Municipales à Paris : ce que nous dit la candidature d’Agnès Buzyn

L’annonce se sera peu fait attendre. C’est au détour d’une discussion dominicale, qu’on devine aisément empreinte de confusion, que la sentence est tombée : à un mois des municipales, c’est à Agnès Buzyn qu’échoie la lourde tâche de sauver la tête de la République en Marche à Paris. L’ancien ministre de la santé n’a rien à y gagner. En bon agent de la Macronie, elle sauvera la face du parti, laissant parallèlement en friche un ministère secoué par les crises successives.

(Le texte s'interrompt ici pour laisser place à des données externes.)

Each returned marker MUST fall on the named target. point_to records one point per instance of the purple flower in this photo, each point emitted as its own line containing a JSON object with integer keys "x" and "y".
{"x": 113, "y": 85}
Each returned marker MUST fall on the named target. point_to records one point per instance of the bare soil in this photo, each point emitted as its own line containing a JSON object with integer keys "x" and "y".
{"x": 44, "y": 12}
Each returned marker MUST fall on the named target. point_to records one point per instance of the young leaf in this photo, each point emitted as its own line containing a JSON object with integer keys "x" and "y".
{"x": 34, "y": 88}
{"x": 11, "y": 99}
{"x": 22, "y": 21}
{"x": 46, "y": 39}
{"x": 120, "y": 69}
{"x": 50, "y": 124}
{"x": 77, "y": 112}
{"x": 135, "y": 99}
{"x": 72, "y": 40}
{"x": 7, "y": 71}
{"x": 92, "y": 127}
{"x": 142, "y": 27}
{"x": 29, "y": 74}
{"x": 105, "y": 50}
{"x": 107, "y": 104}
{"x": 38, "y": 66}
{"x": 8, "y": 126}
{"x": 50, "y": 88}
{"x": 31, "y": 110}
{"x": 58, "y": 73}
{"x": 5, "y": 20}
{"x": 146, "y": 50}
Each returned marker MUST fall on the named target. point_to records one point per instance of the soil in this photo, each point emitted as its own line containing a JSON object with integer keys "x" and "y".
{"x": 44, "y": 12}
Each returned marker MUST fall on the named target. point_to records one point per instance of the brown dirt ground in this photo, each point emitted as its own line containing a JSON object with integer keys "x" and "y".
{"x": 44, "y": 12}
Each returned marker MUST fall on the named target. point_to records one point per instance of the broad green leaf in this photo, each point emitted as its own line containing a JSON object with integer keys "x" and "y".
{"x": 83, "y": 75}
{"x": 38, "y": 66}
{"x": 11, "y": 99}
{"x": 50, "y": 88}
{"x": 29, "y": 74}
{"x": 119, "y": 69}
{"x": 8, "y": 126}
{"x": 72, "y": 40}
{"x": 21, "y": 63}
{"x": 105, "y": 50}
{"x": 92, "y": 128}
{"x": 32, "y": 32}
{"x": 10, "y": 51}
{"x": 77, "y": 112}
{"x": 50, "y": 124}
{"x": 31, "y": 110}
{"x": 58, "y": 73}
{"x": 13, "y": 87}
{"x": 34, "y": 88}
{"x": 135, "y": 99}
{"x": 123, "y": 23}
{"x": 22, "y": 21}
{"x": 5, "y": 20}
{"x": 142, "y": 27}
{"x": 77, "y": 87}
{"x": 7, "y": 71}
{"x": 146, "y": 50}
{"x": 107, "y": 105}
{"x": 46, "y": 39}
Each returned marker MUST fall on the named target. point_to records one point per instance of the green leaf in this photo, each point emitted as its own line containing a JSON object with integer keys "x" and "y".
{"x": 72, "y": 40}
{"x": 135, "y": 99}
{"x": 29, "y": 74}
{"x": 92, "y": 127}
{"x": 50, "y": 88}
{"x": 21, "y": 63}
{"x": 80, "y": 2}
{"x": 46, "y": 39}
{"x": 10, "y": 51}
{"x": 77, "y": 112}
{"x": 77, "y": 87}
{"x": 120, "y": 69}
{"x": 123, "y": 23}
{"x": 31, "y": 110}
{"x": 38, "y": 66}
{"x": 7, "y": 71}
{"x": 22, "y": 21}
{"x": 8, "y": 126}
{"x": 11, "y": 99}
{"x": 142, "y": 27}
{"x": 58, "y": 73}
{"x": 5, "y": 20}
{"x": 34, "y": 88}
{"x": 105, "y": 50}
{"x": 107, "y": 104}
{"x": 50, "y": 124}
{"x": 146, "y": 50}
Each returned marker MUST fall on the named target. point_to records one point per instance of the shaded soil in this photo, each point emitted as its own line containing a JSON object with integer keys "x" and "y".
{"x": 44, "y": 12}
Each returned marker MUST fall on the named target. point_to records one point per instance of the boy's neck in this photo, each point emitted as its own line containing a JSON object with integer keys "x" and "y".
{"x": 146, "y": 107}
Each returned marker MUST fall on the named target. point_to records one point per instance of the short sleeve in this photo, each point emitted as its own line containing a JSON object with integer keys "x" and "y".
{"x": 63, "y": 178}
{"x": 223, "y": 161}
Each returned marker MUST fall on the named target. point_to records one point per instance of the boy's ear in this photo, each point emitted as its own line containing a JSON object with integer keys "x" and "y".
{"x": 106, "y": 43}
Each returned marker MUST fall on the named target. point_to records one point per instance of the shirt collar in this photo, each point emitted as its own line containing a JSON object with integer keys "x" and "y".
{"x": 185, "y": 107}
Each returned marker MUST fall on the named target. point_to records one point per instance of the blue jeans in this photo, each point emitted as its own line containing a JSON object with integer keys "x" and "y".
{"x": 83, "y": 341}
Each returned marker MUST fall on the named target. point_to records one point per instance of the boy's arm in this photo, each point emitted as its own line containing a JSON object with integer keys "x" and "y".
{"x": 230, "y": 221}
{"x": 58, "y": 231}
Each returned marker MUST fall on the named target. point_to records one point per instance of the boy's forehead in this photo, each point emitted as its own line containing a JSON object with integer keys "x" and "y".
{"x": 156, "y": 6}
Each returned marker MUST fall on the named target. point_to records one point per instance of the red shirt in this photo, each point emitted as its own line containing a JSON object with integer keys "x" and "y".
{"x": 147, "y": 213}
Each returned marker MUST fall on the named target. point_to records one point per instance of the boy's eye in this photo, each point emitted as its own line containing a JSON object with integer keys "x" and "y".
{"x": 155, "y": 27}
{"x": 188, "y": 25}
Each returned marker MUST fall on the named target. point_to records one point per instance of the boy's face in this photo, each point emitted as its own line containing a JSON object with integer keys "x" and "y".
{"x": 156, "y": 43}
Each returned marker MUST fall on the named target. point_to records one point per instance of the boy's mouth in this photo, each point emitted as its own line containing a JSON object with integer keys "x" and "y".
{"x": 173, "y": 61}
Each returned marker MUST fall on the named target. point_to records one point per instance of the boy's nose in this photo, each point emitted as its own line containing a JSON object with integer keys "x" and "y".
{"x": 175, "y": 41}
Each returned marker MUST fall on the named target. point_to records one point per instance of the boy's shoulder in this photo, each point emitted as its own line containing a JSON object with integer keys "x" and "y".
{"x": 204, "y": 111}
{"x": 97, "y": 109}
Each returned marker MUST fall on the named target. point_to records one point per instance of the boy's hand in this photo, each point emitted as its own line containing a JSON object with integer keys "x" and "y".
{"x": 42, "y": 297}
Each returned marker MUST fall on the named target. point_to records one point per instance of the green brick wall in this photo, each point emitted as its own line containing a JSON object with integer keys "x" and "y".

Cette nomination toute gouvernementale en dit long sur la considération prêtée aux Français par l’État macronien. Après la démission de plusieurs dizaines de médecins chefs de service des hôpitaux à travers l’ensemble du territoire, cet abandon de poste du ministre laissera un goût légitimement amer à un personnel hospitalier peu prompt à se satisfaire de calculs politiciens pour seule réponse à leur acte inédit.  Ce soudain intérêt pour un siège dont Agnès Buzyn admettait n’avoir que faire quelques jours plus tôt en dit long sur l’importance prêtée à la menace du coronavirus : les alertes répétées à l’égard de cette maladie sont-elles donc à minorer ? La désertion du ministre missionné pour encadrer son expansion endémique marque du sceau du mépris l’action gouvernementale envers les patients pris en charge.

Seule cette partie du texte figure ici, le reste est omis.